Courtesy of The Armstrong Browning Library
By Melinda Creech, Graduate Assistant, Armstrong Browning Library
William Cullen Bryant, who was an American poet, journalist, and editor of the New York Evening Post, is best known for his poems “Thanatopsis” and “To a Waterfowl.”
Although he is mentioned in several of the Brownings’ letters, we have no record that he was a correspondent of the Brownings. The Brownings entertained Bryant at Casa Guidi in June 1858 and Bryant stayed in a hotel next door to the Brownings on a trip to Paris in July 1858.
The Armstrong Browning Library owns one letter from Bryant to Fanny Kemble and an autograph note in the Whittier Autograph Album. The ABL collection includes ten books, one of which, The Complete Poetical Works of William Cullen Bryant (1854), is a copy of the book that was given to Elizabeth Barrett Browning by Anna Ticknor.

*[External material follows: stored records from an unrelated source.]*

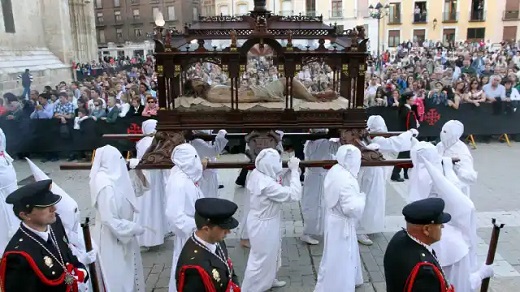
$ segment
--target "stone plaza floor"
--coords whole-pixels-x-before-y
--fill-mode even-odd
[[[479,144],[472,150],[475,168],[479,172],[478,183],[472,187],[471,198],[478,211],[478,255],[480,262],[484,262],[488,250],[492,225],[491,218],[498,223],[506,224],[500,235],[498,252],[495,258],[495,277],[492,279],[490,291],[519,291],[520,288],[520,143],[513,143],[511,147],[501,143]],[[222,161],[237,161],[245,159],[243,155],[223,155]],[[59,163],[41,163],[34,161],[54,181],[74,197],[80,206],[83,218],[92,218],[90,195],[88,190],[89,171],[60,171]],[[22,180],[30,175],[25,161],[15,162],[18,179]],[[244,188],[234,184],[238,170],[220,170],[221,184],[225,187],[219,190],[222,198],[235,201],[239,205],[237,218],[240,218],[240,206]],[[387,185],[386,222],[383,233],[375,234],[371,238],[374,245],[370,247],[360,245],[363,261],[364,281],[362,291],[386,291],[383,255],[392,235],[404,226],[401,209],[405,204],[407,182]],[[303,231],[303,221],[299,203],[288,203],[283,207],[283,244],[282,267],[278,279],[287,281],[287,286],[273,289],[280,292],[307,292],[313,291],[316,275],[319,269],[323,246],[309,246],[299,240]],[[240,279],[244,274],[247,263],[248,250],[240,247],[237,232],[228,236],[226,243],[230,250],[237,274]],[[516,242],[516,243],[515,243]],[[168,291],[168,282],[171,271],[173,241],[171,238],[160,247],[143,252],[147,291]],[[244,291],[247,292],[247,291]],[[348,292],[348,291],[331,291]]]

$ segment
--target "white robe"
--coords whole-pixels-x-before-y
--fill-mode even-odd
[[[331,160],[339,143],[329,139],[307,141],[303,153],[305,160]],[[305,170],[303,184],[302,215],[304,235],[323,235],[325,223],[325,203],[323,202],[323,180],[327,170],[323,167],[309,167]]]
[[[270,155],[262,167],[259,161],[264,153]],[[251,243],[247,267],[242,282],[242,291],[264,292],[269,290],[276,279],[276,272],[281,266],[281,221],[282,203],[298,201],[301,198],[302,187],[298,171],[290,171],[290,186],[282,186],[281,180],[276,181],[277,172],[263,171],[270,168],[274,162],[269,158],[279,160],[280,155],[274,149],[264,149],[256,159],[256,169],[250,174],[247,189],[251,191],[251,204],[247,217],[247,231]],[[263,172],[260,172],[263,171]]]
[[[471,156],[468,146],[462,141],[457,141],[457,143],[446,149],[444,144],[438,143],[437,150],[443,157],[460,159],[459,162],[453,165],[453,170],[462,183],[462,191],[466,196],[470,197],[471,185],[476,183],[478,174],[473,168],[473,156]]]
[[[354,146],[341,146],[338,156],[344,147]],[[349,151],[357,152],[355,155],[358,156],[353,160],[361,164],[361,152],[356,150]],[[337,159],[338,164],[329,170],[324,181],[327,206],[325,242],[315,292],[353,292],[356,285],[363,284],[356,224],[365,208],[365,194],[360,192],[354,177],[359,166],[357,171],[352,171],[342,165],[341,157]]]
[[[178,171],[170,175],[166,189],[166,216],[175,234],[173,243],[170,292],[177,291],[175,270],[184,244],[196,230],[195,202],[204,195],[184,173]]]
[[[226,137],[217,135],[214,142],[207,142],[202,139],[194,139],[191,145],[197,150],[201,159],[208,158],[210,162],[217,161],[228,140]],[[206,169],[202,172],[202,179],[199,181],[200,189],[206,198],[218,197],[218,170]]]
[[[136,144],[137,159],[143,158],[152,144],[152,137],[144,137]],[[164,243],[164,235],[168,233],[164,215],[165,182],[163,170],[143,170],[150,183],[150,189],[137,197],[137,209],[134,221],[145,227],[145,232],[137,236],[139,246],[157,246]]]
[[[412,133],[407,131],[389,138],[375,137],[371,142],[377,144],[379,151],[388,158],[391,153],[410,151],[411,139]],[[387,166],[361,168],[358,176],[359,188],[367,195],[367,200],[357,229],[358,234],[373,234],[384,230],[388,174]]]
[[[132,205],[114,191],[114,186],[100,191],[93,238],[99,248],[98,263],[108,292],[146,291],[133,218]]]
[[[18,181],[11,157],[4,153],[4,157],[0,157],[0,257],[20,227],[20,219],[14,214],[13,206],[5,202],[7,196],[18,189]]]

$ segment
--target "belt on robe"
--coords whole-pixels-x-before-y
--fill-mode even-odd
[[[348,238],[351,235],[350,229],[352,227],[355,228],[355,226],[356,226],[356,222],[355,222],[356,220],[354,220],[353,218],[349,218],[345,215],[338,214],[335,211],[329,211],[329,215],[343,220],[343,236],[344,236],[344,238]]]

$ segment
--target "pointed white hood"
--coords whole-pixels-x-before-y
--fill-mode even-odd
[[[445,149],[455,145],[464,134],[464,125],[457,120],[447,121],[441,130],[441,143]]]
[[[4,131],[0,128],[0,158],[2,158],[2,156],[3,156],[8,163],[12,163],[13,158],[11,158],[11,156],[9,156],[9,153],[7,153],[7,151],[5,151],[6,148],[7,148],[7,139],[5,138]]]
[[[382,116],[378,115],[368,117],[367,128],[369,132],[388,132],[385,120]]]
[[[150,137],[149,135],[152,135],[156,132],[156,127],[157,120],[154,119],[146,120],[141,125],[141,128],[143,129],[143,134],[147,136],[141,138],[141,140],[135,143],[135,148],[137,149],[137,159],[141,160],[141,158],[143,158],[144,154],[146,153],[146,150],[148,150],[148,147],[150,147],[150,145],[152,144],[153,137]]]
[[[202,162],[197,154],[197,150],[191,144],[183,143],[175,147],[171,156],[175,166],[172,172],[182,172],[191,181],[197,183],[202,178]]]
[[[137,212],[136,196],[126,160],[115,147],[106,145],[96,149],[89,177],[93,207],[96,206],[99,192],[111,185],[114,191],[124,197]]]
[[[416,142],[410,151],[413,168],[410,173],[408,203],[426,199],[432,190],[432,179],[423,161],[427,160],[437,168],[442,169],[442,157],[430,142]]]
[[[141,128],[143,129],[143,134],[151,135],[155,133],[155,128],[157,128],[157,120],[146,120],[142,123]]]
[[[268,148],[260,151],[255,159],[255,169],[247,182],[247,190],[258,195],[264,188],[278,181],[282,173],[282,158],[278,151]]]

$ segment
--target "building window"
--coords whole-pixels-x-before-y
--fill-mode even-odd
[[[442,31],[442,42],[445,45],[455,42],[455,29],[454,28],[445,28]]]
[[[193,19],[199,19],[199,9],[197,7],[193,7]]]
[[[485,39],[485,36],[486,36],[486,28],[484,28],[484,27],[468,28],[468,36],[466,37],[466,39],[480,41],[480,40]]]
[[[121,6],[121,2],[119,0],[114,0],[114,7]]]
[[[502,40],[504,42],[516,42],[517,26],[504,26]]]
[[[159,15],[160,12],[161,11],[159,10],[159,8],[157,8],[157,7],[152,8],[152,17],[153,17],[153,19],[155,19],[157,17],[157,15]]]
[[[282,1],[282,11],[280,11],[280,14],[284,16],[289,16],[293,14],[291,0]]]
[[[98,42],[105,43],[105,30],[100,29],[98,30]]]
[[[390,3],[390,11],[388,14],[388,23],[401,23],[401,3]]]
[[[123,29],[122,28],[116,28],[116,38],[118,40],[123,39]]]
[[[305,0],[307,16],[316,16],[316,0]]]
[[[175,20],[175,6],[168,6],[168,20]]]
[[[116,21],[121,21],[121,11],[114,11],[114,17]]]
[[[493,4],[492,4],[493,5]],[[484,0],[471,0],[471,21],[484,21]]]
[[[96,13],[96,19],[98,23],[103,23],[105,20],[103,19],[103,12]]]
[[[331,3],[331,18],[341,18],[343,16],[343,1],[342,0],[332,0]]]
[[[220,8],[220,14],[229,15],[229,8],[227,5],[222,5],[219,8]]]
[[[413,22],[414,23],[425,23],[426,22],[426,2],[418,1],[415,2],[415,7],[413,10]]]
[[[103,8],[103,0],[96,0],[95,6],[96,8]]]
[[[132,4],[132,5],[139,4],[139,0],[130,0],[130,4]]]
[[[520,9],[520,0],[506,0],[506,9],[504,11],[503,20],[518,20]],[[516,39],[516,37],[515,37]],[[505,38],[504,38],[505,40]]]
[[[247,4],[238,4],[238,15],[246,15],[247,14]]]
[[[11,0],[2,0],[2,15],[4,16],[4,27],[6,33],[15,33],[13,3]]]
[[[134,36],[140,37],[143,35],[143,29],[142,28],[134,28]]]
[[[401,31],[400,30],[389,30],[388,31],[388,46],[395,48],[401,43]]]
[[[442,21],[457,21],[457,0],[444,0]]]
[[[139,17],[140,17],[139,9],[134,9],[132,13],[134,15],[135,20],[139,19]]]
[[[414,29],[413,30],[413,41],[419,43],[419,46],[422,47],[422,44],[426,38],[426,30],[424,29]]]

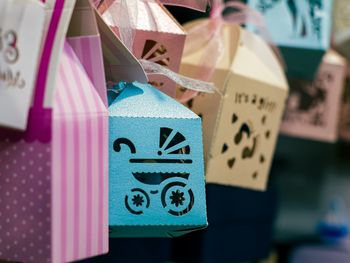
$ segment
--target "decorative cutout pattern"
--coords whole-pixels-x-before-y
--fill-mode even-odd
[[[170,64],[167,48],[163,44],[150,39],[146,40],[141,57],[165,67],[169,67]],[[148,83],[160,90],[164,88],[163,81],[150,80]]]
[[[286,3],[292,19],[294,36],[304,38],[316,35],[318,39],[322,38],[322,18],[319,15],[323,9],[322,0],[260,0],[258,9],[266,13],[283,2]]]
[[[164,87],[164,82],[161,81],[149,81],[148,83],[159,89],[162,89]]]
[[[137,156],[137,150],[133,142],[126,138],[114,141],[113,149],[121,152],[123,146],[127,146],[132,157]],[[192,159],[186,158],[191,152],[190,146],[183,134],[168,127],[161,127],[159,132],[159,158],[130,158],[133,164],[146,164],[147,167],[159,163],[166,165],[188,165]],[[138,157],[138,156],[137,156]],[[177,157],[177,158],[176,158]],[[158,187],[148,192],[141,188],[133,188],[125,195],[125,208],[134,215],[142,215],[150,207],[151,201],[159,194],[161,204],[167,212],[173,216],[187,214],[194,205],[194,194],[185,183],[190,176],[187,172],[132,172],[136,181],[144,185]],[[159,189],[162,188],[163,189]],[[152,201],[153,202],[153,201]]]
[[[170,63],[167,48],[164,45],[150,39],[146,40],[145,42],[145,46],[142,51],[142,58],[166,67],[168,67]]]
[[[256,101],[256,98],[255,98]],[[263,105],[266,102],[263,100],[259,102],[257,107],[259,105]],[[265,156],[262,153],[264,149],[259,148],[259,141],[261,139],[261,135],[254,129],[254,125],[251,121],[244,121],[241,120],[237,113],[233,113],[231,115],[230,124],[233,125],[233,127],[236,127],[237,130],[234,133],[232,144],[230,143],[223,143],[221,154],[231,154],[233,153],[234,156],[230,156],[227,159],[227,166],[229,169],[234,169],[235,164],[237,162],[242,161],[249,161],[250,159],[255,158],[256,154],[260,152],[259,154],[259,164],[265,163]],[[267,116],[263,115],[261,118],[261,124],[262,126],[266,126],[267,124]],[[265,140],[268,140],[270,138],[271,132],[269,130],[262,130],[261,132],[264,133]],[[237,149],[241,149],[239,152],[237,152]],[[230,150],[230,151],[229,151]],[[258,171],[255,171],[252,174],[252,178],[255,180],[259,176]]]
[[[328,72],[319,74],[311,83],[305,80],[290,80],[291,90],[283,121],[325,127],[328,87],[333,83],[334,77]]]

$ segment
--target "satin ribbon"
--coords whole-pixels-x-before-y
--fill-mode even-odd
[[[118,2],[117,2],[118,1]],[[123,44],[132,52],[133,43],[135,39],[135,28],[137,26],[137,17],[138,17],[138,4],[139,1],[144,1],[146,4],[150,2],[156,2],[155,0],[104,0],[99,2],[99,5],[105,6],[105,10],[111,13],[114,25],[118,27],[120,39]],[[186,2],[186,1],[183,1]],[[151,10],[151,9],[150,9]],[[150,21],[157,28],[157,21],[153,14],[150,12],[148,17]],[[175,83],[181,85],[184,88],[187,88],[196,92],[205,92],[213,93],[216,90],[216,87],[213,83],[209,83],[202,80],[197,80],[182,76],[171,71],[168,68],[162,67],[157,63],[139,60],[141,66],[144,68],[147,74],[157,74],[163,75],[168,79],[174,81]]]
[[[140,59],[139,61],[144,71],[149,75],[152,75],[152,74],[163,75],[171,79],[175,83],[181,85],[182,87],[186,87],[189,90],[206,92],[206,93],[214,93],[215,86],[213,83],[180,75],[166,67],[163,67],[157,63],[154,63],[148,60]],[[115,88],[114,88],[115,86],[116,84],[114,82],[112,81],[107,82],[107,90],[112,91],[113,89],[113,91],[115,91]]]
[[[224,11],[228,8],[234,8],[237,12],[224,14]],[[203,56],[198,63],[198,70],[193,76],[194,78],[208,81],[213,76],[216,66],[225,54],[222,27],[226,23],[239,25],[249,23],[254,25],[260,31],[260,35],[265,41],[270,43],[281,65],[284,67],[282,56],[278,48],[272,44],[262,14],[238,0],[229,0],[226,3],[224,3],[223,0],[213,0],[210,18],[187,32],[186,42],[188,41],[188,43],[191,44],[185,45],[184,56],[196,52],[198,49],[202,49],[203,46],[205,47]],[[187,90],[178,100],[185,103],[197,95],[198,92]]]

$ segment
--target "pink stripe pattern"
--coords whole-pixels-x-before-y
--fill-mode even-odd
[[[108,106],[100,36],[68,38],[68,42],[84,66],[100,98]]]
[[[45,112],[49,64],[56,63],[47,47],[54,45],[68,2],[55,0],[43,46],[32,112],[39,130],[47,120],[41,113]],[[100,50],[94,43],[89,46],[90,53]],[[86,54],[90,57],[84,63],[97,59]],[[108,251],[108,113],[98,94],[105,88],[103,78],[96,74],[103,68],[84,66],[65,43],[56,80],[51,139],[43,143],[39,137],[27,141],[19,136],[15,141],[0,141],[1,259],[69,262]],[[6,130],[0,129],[0,137],[5,136]]]
[[[62,196],[52,201],[52,227],[61,233],[53,237],[53,259],[67,262],[108,251],[108,113],[68,43],[55,97],[53,144],[61,147],[53,149],[53,181],[60,183],[52,190]],[[82,143],[87,151],[81,151],[86,147]],[[87,163],[81,164],[84,160]],[[89,166],[87,173],[83,165]],[[80,213],[82,205],[86,214]]]

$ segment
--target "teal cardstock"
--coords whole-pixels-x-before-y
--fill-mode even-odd
[[[201,119],[149,84],[109,94],[111,237],[207,226]]]
[[[313,79],[330,47],[332,0],[248,0],[264,15],[272,41],[283,55],[287,74]],[[248,25],[249,29],[254,28]]]

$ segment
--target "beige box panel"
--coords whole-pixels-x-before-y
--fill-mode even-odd
[[[207,182],[263,190],[285,91],[231,74],[207,163]]]

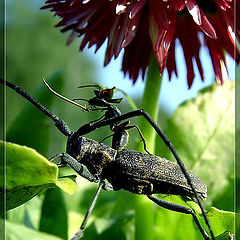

William Cullen Bryant. The Complete Poetical Works of William Cullen Bryant. London: Knight and Son, 1854.
Anna Ticknor was an American author and educator who founded the Society to Encourage Studies at Home, which was the first correspondence school in the United States.
In a letter from July of 1858, Browning thanks his friend, Charles Perkins, art critic, author, organizer of cultural activities, for the music they enjoyed in Florence. He also describes their trip by boat from Florence to France.
… the ship was overcrowded from Leghorn to Genoa and my wife passed the night on the bare deck and a shawl or two rather than try the stifling berths below—thence to Marseilles was a rougher business—but we rested a night got to Lyons next evening, Dijon the following midday and Paris on Tuesday night.
He continues the letter, noting that in Paris William Cullen Bryant is his next door neighbor.
Mr Bryant happens to lodge in the Hôtel next door—which is pleasant to know–
Browning also discusses future plans which include a proposed trip to Egypt, which never occurred.
… we shall certainly set our faces Southward in less than three months, and, I suppose, find you at Florence,—at least provisionally. For us, if we don’t go to Egypt, we shall winter at Rome—or so we say at present.
Letter from Robert Browning to Charles Perkins.
11 July 1858.Letter from William Cullen Bryant to Miss Fanny Kemble [Mrs. Pierce Mease Butler]. 28 February 1857.
Bryant makes arrangements for Miss Kemble to give her readings in New York in April. He looks forward to her coming, commenting that
…there have been few entertainments of the kind this winter—none certainly that could take off its edge.